K 2016: Neue Additive verbessern Schmelzefluss

Vergleich Mustertafeln aus Polypropylen hergestellt bei gleichen Maschinenparametern: links mit Einsatz von 3% des neuen Additiv-Masterbatches; rechts ohne Additiv-Masterbatch (Bildquelle: Grafe)

Das Verarbeitungshilfsmittel kommt mit einer Dosierung von zwei bis vier Prozent im Spritzguss von Polyolefinen zum Einsatz. Es verbessert die Fließfähigkeit der Kunststoffschmelze und beschleunigt darüber hinaus die Kristallisation des Polymers im Abkühlprozess. So kann die Prozesstemperatur gesenkt werden und kürzere Kühlzeiten sind möglich. Der Verarbeiter profitiert von geringeren Produktionskosten und weniger Energieverbrauch.
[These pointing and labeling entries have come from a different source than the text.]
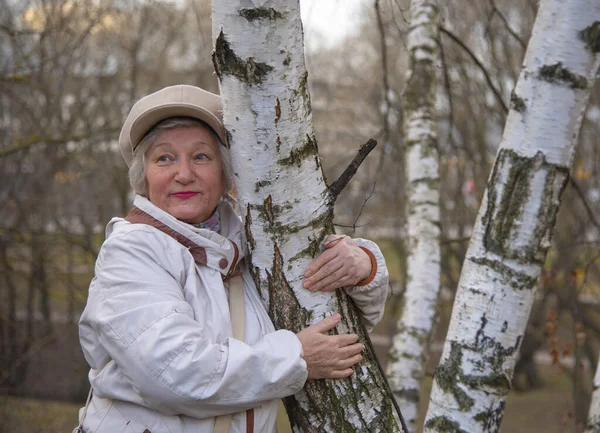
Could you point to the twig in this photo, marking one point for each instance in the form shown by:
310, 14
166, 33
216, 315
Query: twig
337, 186
386, 83
27, 142
450, 138
477, 62
354, 225
581, 195
514, 34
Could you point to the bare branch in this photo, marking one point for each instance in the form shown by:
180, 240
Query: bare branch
34, 140
336, 187
384, 67
587, 206
477, 62
496, 11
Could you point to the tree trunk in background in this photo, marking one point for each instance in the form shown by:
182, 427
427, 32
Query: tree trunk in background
410, 347
593, 422
517, 214
287, 206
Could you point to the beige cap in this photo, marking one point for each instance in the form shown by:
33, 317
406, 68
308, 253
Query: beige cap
173, 101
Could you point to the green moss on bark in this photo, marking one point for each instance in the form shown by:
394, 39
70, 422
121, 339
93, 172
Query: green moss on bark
517, 103
591, 37
444, 424
447, 375
226, 62
248, 229
508, 200
284, 309
298, 155
260, 13
557, 73
261, 184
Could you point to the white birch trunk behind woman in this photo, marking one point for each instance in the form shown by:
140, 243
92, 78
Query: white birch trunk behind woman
513, 228
288, 208
593, 421
410, 347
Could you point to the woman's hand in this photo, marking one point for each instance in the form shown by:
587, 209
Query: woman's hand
341, 264
329, 356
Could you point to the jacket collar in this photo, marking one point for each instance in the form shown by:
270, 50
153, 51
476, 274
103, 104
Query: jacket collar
219, 252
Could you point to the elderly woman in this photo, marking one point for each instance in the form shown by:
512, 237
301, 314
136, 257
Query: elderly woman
157, 328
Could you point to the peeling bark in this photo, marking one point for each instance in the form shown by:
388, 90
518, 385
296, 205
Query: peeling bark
259, 59
410, 345
515, 221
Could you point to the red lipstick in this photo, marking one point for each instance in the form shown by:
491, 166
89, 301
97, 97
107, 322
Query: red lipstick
184, 194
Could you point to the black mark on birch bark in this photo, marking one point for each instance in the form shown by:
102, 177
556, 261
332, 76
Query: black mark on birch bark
253, 14
492, 418
296, 156
517, 103
447, 375
248, 228
509, 205
517, 280
284, 308
444, 424
268, 209
591, 37
226, 62
261, 184
277, 111
557, 73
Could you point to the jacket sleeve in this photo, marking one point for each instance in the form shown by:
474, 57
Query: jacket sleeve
142, 319
371, 295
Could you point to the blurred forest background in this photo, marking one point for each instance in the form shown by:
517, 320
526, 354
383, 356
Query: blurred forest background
69, 72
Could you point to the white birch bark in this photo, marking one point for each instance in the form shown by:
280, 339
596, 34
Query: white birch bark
593, 421
410, 346
513, 228
288, 209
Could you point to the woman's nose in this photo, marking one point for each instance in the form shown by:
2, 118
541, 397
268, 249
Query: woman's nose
184, 172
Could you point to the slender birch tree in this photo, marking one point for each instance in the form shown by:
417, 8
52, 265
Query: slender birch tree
286, 203
593, 421
514, 224
410, 346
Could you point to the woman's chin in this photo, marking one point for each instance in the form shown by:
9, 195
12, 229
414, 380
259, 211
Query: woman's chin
189, 214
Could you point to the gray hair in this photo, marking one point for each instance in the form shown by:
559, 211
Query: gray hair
137, 168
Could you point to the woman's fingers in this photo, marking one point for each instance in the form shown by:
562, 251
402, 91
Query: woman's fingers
328, 280
342, 264
340, 374
353, 350
327, 324
348, 362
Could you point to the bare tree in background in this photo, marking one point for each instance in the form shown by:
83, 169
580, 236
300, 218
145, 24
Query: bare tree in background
517, 215
410, 346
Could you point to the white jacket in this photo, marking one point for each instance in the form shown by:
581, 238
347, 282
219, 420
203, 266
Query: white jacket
156, 332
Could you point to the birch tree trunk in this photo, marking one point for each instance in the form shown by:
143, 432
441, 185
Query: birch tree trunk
410, 346
517, 214
593, 422
288, 208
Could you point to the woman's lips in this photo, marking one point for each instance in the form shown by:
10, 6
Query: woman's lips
184, 194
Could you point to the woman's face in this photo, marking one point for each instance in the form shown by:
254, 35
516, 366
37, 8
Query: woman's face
184, 173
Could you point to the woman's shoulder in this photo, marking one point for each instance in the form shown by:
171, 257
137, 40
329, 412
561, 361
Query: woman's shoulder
130, 238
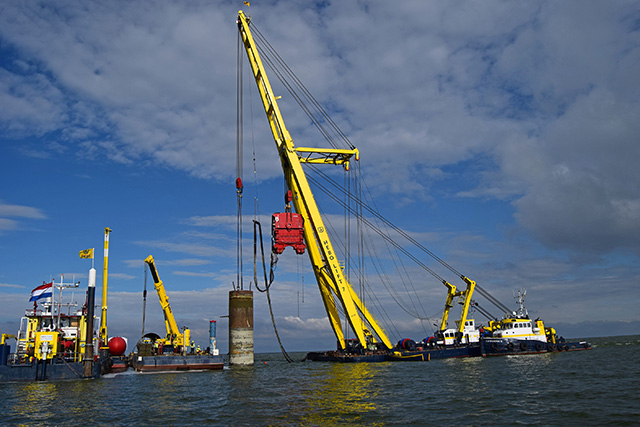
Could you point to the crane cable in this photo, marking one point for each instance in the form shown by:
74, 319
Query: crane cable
257, 229
256, 224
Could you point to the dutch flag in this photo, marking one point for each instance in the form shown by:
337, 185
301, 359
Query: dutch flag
43, 291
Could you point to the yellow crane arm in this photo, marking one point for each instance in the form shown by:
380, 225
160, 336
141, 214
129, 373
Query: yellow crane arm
170, 321
323, 258
451, 294
466, 294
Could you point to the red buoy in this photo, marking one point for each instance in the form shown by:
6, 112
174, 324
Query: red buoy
117, 346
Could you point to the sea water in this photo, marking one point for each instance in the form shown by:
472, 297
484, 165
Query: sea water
596, 387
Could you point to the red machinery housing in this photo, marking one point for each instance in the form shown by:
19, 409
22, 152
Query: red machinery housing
287, 230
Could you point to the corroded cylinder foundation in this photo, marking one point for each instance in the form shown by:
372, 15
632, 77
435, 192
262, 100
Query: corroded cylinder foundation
241, 328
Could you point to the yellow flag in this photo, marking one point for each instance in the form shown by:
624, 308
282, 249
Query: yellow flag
87, 253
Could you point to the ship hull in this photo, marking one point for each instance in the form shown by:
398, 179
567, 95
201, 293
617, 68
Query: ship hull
167, 363
507, 347
46, 371
398, 356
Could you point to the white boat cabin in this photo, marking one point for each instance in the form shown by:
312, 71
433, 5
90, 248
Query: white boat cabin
469, 335
522, 329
Das Additivbatch lässt sich auf allen gängigen Maschinen einsetzen und ist auch für andere Verarbeitungsverfahren wie Extrusion und Blasformen geeignet. Damit erschließen sich zahlreiche Anwendungsgebiete, wie zum Beispiel im Verpackungsbereich oder in der Medizintechnik. Die mechanischen Eigenschaften des Zielpolymers bleiben indes weitgehend erhalten. Anwender müssen also keine Einbußen bei Festigkeit, Steifigkeit und Schlagzähigkeit des Bauteils in Kauf nehmen.
Eine weitere Entwicklung betrifft einen Zusatzstoff, der bei der Verarbeitung von Polyamid als technischer Werkstoff im Spritzgießprozess den Schmelzefluss verbessert. Darüber hinaus werden mit diesem Hilfsmittel die Bauteiloberfläche optimiert, die Zykluszeit verringert und die mechanischen Eigenschaften positiv beeinflusst. Die neue Formulierung kann für eine Vielzahl von Hochtemperaturpolymeren wie PA6, PA6.6, PPS, PPE, PSU und PEEK verwendet werden.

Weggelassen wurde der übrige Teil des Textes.